C’est avec regrets que je vous informe que nous sommes dans l’obligation de vous restituer vos enfants dès le cinq juillet au soir.
Sachez que l’ensemble du corps enseignant se joint à moi pour vous faire part de notre infinie tristesse à nous séparer ainsi de votre progéniture. Vous imaginez sans peine le total désœuvrement dans lequel se trouve l’ensemble de la communauté éducative qui voit ainsi le cœur même de son fondement partir en tongs à la playa.
J’aurai une pensée émue de vous savoir, chanceux que vous êtes, profitant de vos enfants, à chaque précieuse seconde des quatre heures que vous passerez au péage de Vienne tandis que moi, vautré dans l’avion, sanglotant aux souvenirs de ces mille anecdotes scolaires, je materai négligemment les gambettes des hôtesses.
Je vous laisse imaginer aussi l’émotion qui m’étreindra lorsque surgiront les souvenirs de ces cours magistraux, où je pris des claques magistrales, tandis que sur une île perdue sur un atoll grec je bronzerai, envahi par la nostalgie et complètement déprimé, et nu, en regardant distraitement flotter un banc de sirènes.
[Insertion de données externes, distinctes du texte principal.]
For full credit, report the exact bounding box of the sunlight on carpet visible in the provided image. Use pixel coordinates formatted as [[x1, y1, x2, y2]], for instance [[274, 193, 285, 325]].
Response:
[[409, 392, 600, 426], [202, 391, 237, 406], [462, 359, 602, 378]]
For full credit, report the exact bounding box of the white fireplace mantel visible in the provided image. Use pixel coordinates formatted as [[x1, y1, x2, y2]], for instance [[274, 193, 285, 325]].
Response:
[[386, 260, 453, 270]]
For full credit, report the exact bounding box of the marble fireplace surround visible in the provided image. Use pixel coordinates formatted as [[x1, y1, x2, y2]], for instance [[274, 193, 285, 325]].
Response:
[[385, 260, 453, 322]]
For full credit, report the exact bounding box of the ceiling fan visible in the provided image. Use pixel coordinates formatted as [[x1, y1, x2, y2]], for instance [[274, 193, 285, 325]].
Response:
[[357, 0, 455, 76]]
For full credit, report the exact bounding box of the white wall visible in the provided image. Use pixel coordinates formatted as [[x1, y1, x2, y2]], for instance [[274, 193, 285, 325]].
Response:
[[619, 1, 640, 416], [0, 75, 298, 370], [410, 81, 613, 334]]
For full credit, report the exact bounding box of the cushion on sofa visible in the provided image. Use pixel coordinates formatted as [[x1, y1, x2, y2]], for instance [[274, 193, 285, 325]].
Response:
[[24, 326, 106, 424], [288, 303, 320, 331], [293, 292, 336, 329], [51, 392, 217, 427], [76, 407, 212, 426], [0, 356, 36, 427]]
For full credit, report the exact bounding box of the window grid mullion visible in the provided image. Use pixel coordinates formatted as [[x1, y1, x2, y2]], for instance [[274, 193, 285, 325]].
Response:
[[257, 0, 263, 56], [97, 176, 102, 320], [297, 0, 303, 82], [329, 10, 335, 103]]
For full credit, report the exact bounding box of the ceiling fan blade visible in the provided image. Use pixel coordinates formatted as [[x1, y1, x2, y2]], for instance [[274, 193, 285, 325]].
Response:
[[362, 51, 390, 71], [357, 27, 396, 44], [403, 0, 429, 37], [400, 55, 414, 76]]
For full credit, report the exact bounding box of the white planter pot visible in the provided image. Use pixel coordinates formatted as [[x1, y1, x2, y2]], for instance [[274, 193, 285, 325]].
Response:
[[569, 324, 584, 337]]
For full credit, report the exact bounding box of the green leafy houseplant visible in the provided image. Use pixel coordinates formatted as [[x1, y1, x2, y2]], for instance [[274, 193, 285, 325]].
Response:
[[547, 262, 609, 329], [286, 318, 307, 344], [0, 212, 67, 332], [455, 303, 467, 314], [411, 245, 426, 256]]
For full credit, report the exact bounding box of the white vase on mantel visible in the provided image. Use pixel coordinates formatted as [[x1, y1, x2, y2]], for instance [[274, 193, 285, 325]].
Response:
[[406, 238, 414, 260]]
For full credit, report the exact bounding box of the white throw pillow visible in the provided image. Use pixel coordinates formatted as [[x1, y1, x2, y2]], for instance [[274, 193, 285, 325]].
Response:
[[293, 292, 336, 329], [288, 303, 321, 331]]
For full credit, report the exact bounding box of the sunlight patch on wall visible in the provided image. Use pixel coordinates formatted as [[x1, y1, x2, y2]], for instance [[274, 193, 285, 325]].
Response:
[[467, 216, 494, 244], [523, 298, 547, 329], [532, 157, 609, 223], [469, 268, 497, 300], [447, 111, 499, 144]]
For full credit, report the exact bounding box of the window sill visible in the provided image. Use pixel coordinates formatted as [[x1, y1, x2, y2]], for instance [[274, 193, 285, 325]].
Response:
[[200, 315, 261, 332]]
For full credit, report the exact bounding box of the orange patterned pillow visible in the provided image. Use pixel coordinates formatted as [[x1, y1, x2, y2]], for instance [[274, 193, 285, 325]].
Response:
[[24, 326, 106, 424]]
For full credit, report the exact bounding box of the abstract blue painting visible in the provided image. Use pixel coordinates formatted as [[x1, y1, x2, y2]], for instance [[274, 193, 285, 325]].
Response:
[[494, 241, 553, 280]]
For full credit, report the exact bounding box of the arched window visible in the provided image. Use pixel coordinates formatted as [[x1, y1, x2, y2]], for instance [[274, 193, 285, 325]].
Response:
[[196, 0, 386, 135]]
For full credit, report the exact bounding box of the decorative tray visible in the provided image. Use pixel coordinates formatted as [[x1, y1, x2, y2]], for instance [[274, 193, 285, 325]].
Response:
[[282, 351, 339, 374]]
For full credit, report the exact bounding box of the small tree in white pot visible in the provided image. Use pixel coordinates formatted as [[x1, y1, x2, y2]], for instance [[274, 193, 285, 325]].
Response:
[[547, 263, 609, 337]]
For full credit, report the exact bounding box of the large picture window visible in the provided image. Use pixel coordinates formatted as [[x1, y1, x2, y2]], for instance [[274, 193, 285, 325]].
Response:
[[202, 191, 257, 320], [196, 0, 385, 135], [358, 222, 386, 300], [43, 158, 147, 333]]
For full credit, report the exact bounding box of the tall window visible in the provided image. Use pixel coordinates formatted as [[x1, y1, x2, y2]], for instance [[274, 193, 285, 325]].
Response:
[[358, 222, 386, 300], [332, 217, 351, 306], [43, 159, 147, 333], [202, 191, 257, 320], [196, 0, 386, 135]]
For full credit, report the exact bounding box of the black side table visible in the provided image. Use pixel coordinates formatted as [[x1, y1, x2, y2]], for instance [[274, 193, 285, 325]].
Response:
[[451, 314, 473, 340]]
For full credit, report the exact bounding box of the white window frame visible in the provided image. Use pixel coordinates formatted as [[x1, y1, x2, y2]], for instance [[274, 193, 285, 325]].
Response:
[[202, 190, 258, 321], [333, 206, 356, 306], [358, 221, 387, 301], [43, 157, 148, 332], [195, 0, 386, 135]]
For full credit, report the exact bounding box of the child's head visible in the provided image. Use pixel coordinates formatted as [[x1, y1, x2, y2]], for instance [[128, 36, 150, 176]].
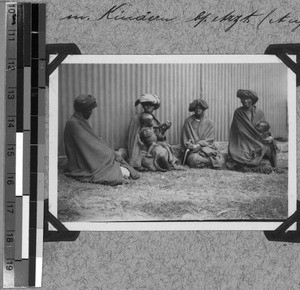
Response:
[[140, 113, 154, 127], [255, 121, 270, 133]]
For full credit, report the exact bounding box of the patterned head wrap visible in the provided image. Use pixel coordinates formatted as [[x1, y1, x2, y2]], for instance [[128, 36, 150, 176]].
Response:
[[236, 89, 258, 105], [188, 99, 209, 112], [74, 94, 97, 112], [135, 93, 161, 110]]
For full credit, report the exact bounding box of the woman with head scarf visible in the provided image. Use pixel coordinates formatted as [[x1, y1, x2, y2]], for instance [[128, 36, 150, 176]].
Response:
[[227, 89, 277, 168], [64, 94, 140, 185], [127, 93, 173, 171], [181, 99, 225, 168]]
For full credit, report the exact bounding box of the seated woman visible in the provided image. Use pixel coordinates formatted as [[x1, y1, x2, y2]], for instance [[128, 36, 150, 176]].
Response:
[[181, 99, 225, 169], [127, 93, 172, 171], [64, 94, 140, 185], [227, 89, 277, 169]]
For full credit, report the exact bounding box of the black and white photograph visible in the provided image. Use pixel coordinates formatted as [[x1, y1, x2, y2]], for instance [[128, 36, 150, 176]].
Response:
[[48, 55, 296, 231]]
La jalousie m’envahit, car vous les aurez près de vous, au chaud contre votre cœur. Et ce pendant huit semaines, du matin au soir, à les cajoler, à saisir leurs rires éperdus de bonheur, mais aussi, à les faire bouffer, à écouter leurs conneries, alors que moi j’aurai quoi ? Des susurrements, des murmures, des propositions coquines ? Non vraiment la vie est injuste.
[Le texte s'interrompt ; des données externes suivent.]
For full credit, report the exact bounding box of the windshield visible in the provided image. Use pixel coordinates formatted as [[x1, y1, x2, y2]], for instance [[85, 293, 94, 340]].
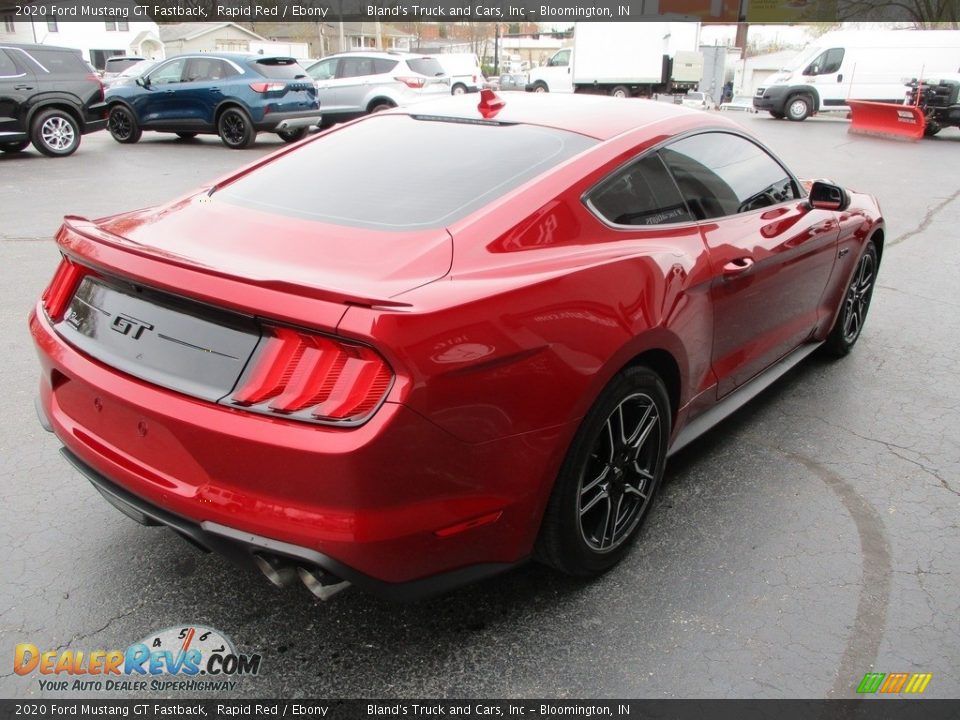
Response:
[[782, 45, 821, 72], [216, 114, 596, 231]]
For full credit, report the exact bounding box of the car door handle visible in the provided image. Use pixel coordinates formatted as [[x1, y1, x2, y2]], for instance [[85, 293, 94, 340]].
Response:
[[209, 87, 220, 92], [722, 257, 754, 276], [14, 84, 33, 90], [837, 74, 843, 82], [810, 220, 836, 235]]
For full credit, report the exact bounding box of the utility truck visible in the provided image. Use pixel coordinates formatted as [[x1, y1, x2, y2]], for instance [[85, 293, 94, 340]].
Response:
[[526, 22, 702, 97]]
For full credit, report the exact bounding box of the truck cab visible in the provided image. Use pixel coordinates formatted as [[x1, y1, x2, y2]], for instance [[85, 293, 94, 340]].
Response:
[[526, 48, 573, 93]]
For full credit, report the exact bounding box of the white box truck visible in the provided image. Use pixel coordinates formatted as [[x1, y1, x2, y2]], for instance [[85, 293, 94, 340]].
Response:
[[526, 22, 702, 98], [753, 29, 960, 121]]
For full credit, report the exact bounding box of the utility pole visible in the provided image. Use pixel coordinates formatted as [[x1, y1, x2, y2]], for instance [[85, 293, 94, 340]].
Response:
[[494, 23, 500, 75]]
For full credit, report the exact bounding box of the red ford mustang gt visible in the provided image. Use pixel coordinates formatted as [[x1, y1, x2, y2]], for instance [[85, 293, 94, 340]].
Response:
[[30, 92, 883, 601]]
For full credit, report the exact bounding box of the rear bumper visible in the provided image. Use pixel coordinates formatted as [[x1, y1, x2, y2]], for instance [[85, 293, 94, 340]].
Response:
[[256, 110, 322, 132], [30, 305, 559, 594]]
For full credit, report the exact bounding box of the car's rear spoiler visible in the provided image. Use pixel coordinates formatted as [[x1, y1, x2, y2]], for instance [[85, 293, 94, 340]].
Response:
[[57, 216, 412, 310]]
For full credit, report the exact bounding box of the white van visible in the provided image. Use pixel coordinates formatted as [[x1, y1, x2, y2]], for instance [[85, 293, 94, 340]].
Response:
[[754, 29, 960, 121], [435, 53, 485, 95]]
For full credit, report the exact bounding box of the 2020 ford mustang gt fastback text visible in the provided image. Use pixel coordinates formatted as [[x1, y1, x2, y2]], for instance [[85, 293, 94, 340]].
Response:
[[30, 92, 883, 600]]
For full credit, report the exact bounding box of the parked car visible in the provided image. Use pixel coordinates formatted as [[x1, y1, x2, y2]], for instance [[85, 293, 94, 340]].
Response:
[[101, 55, 146, 81], [681, 90, 710, 110], [0, 43, 107, 157], [30, 92, 883, 601], [104, 53, 321, 149], [102, 59, 158, 89], [305, 51, 448, 125], [434, 52, 485, 94], [720, 94, 758, 112], [497, 73, 528, 91]]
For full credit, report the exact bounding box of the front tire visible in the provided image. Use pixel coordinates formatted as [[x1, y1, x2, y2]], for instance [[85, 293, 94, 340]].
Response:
[[769, 110, 785, 119], [107, 106, 142, 144], [824, 241, 878, 358], [30, 109, 81, 157], [786, 95, 812, 121], [0, 140, 30, 153], [532, 82, 548, 94], [278, 127, 307, 143], [536, 365, 670, 576], [218, 107, 255, 149]]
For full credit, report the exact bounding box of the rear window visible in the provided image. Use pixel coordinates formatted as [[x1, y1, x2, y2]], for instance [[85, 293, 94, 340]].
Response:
[[105, 57, 142, 71], [24, 49, 89, 75], [406, 58, 445, 77], [216, 114, 596, 230], [249, 58, 307, 79]]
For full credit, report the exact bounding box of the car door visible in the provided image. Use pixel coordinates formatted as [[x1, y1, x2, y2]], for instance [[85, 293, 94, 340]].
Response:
[[543, 49, 573, 92], [0, 49, 34, 139], [179, 57, 235, 128], [137, 57, 187, 125], [659, 131, 840, 396], [335, 56, 377, 112], [307, 57, 342, 113], [799, 47, 845, 107]]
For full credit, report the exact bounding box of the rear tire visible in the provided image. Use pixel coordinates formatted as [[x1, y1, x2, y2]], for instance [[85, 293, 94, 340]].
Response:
[[609, 85, 630, 99], [824, 241, 878, 358], [107, 105, 142, 144], [30, 108, 81, 157], [786, 95, 812, 121], [451, 83, 467, 96], [0, 140, 30, 153], [217, 107, 255, 149], [368, 101, 396, 114], [536, 365, 670, 576]]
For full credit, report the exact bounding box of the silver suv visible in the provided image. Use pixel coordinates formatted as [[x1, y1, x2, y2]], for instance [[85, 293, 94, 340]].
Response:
[[305, 51, 449, 125]]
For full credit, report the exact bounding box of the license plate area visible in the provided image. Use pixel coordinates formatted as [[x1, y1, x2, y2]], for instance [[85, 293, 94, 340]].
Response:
[[55, 276, 261, 402]]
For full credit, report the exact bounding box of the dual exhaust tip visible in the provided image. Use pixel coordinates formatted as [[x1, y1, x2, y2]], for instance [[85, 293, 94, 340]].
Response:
[[253, 553, 351, 601]]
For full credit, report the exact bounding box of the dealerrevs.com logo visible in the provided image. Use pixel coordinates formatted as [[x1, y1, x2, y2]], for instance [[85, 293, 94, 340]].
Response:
[[13, 626, 262, 692]]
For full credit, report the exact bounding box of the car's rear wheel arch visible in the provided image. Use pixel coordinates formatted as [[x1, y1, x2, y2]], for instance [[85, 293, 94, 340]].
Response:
[[214, 101, 245, 125], [871, 227, 885, 264], [27, 101, 82, 133], [624, 349, 680, 428]]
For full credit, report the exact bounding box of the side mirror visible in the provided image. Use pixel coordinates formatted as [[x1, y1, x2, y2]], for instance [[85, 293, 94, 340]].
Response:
[[137, 75, 150, 88], [809, 180, 849, 211]]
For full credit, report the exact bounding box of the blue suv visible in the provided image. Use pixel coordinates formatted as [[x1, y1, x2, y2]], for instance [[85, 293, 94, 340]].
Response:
[[104, 53, 321, 149]]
Je te vois, maman d’élève, touillant avec grâce la casserole familiale emplie de nouilles, dont je te rappelle que ton grand en reprendra trois fois en buvant du Coca, le lecteur mp3 sur les oreilles, que c’est beau, tandis que ta fille de treize ans taquine gentiment son frère sur ses tongs pointure 45. Alors que moi, pauvre de moi, je m’effondrerai en plein restaurant, à Mayotte, dévasté par le souvenir douloureux du programme de technologie des 6e4 que je n’ai pu achever, tout en repoussant le décolleté torride d’Ursula, laquelle me retrouvera plus tard pleurnichant et manquant me noyer de chagrin dans le jacuzzi où elle me rejoindra exhibant ses atours que je toucherai vaguement mais sans grande conviction, avant de m’évanouir du manque d’élèves. Car lorsque le cœur n’y est pas, il n’y est pas.
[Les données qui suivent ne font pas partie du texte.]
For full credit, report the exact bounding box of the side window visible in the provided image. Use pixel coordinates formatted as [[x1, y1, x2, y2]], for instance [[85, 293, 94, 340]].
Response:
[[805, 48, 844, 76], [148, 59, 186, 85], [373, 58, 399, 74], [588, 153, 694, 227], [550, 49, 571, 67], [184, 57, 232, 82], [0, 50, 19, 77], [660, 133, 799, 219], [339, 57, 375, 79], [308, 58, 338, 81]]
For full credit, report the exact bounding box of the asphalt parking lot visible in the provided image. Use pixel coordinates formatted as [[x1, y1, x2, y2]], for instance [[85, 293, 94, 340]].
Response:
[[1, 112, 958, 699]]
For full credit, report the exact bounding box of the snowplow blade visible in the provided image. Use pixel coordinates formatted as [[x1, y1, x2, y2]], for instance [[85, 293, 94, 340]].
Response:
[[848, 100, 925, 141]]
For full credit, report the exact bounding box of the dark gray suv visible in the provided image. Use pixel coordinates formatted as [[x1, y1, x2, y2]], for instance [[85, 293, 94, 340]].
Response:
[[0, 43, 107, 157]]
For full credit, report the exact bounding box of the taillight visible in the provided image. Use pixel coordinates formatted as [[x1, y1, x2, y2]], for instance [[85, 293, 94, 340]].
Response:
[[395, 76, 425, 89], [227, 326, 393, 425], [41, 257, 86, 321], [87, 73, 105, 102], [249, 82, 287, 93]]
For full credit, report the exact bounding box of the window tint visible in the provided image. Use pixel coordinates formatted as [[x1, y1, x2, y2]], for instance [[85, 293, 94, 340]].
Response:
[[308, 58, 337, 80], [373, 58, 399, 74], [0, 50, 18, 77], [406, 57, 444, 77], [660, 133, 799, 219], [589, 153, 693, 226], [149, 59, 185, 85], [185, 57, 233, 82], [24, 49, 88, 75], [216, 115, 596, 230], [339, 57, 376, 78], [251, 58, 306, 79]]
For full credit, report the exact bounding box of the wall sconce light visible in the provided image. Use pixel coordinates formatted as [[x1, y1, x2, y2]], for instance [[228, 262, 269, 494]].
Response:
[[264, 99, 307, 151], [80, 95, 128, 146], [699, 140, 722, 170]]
Je t’imagine, maman d’élève, gazouillant joyeusement dans l’eau avec tes deux tourteaux au milieu des graciles méduses, alors que dans le même temps, au large de la barrière de corail, en Australie, c’est ravagé par la culpabilité de cette heure de retenue infligée à Kamel alors que je n’avais pas de preuve contre lui, que je repousserai d’un revers de main désabusé les requins et autres raies manta avant de craquer nerveusement et de m’affaler en larmes dans le décolleté de Taïpiti dont les propositions répétées et finalement lassantes m’anéantiront définitivement.
Quel mépris pour mon deuil.
Non vraiment, c’est un moment difficile car ils me manquent déjà.
Alors oui, nous vous les prêtons quelque temps, mais de grâce ! Ramenez-les vite !!
Quant à moi je pars oui, mais vois-tu, quand le cœur n’y est pas, il n’y est pas.
Mais quel salaud de prof ! ! ! !
Vive la rentrée. Nous allons aiguiser nos mômes. RIEN de culturel pendant deux mois. Nous leur lirons nous mêmes les programmes tété pour ne pas fatiguer leurs cerveaux épuisés par dix mois de collège, de la perm à la vie scolaire, de la vie scolaire en cours, du cours au self. Nous détournerons nos chemins des bibliothèques, musées, des monuments, des lieux chargés d’histoire et passerons nos vacances là où il y a des boites de nuits pour jeunes, des vendeurs de tabac pas regardants et des salles multimedia climatisées. Nous installerons enfin des lecteurs de DVD dans la voiture, avec une bonne provision de films d’action sans dialogues. Nous dépenserons l’argent de l’allocation de rentrée scolaire en consoles vidéos. Ils seront parfaits, mûrs à point.
Vraiment parfait ! C’est loupé pour cette année mais promis, l’an prochain, je colle ton article dans le cahier de liaison de mes élèves. Bonnes vacances. A te relire.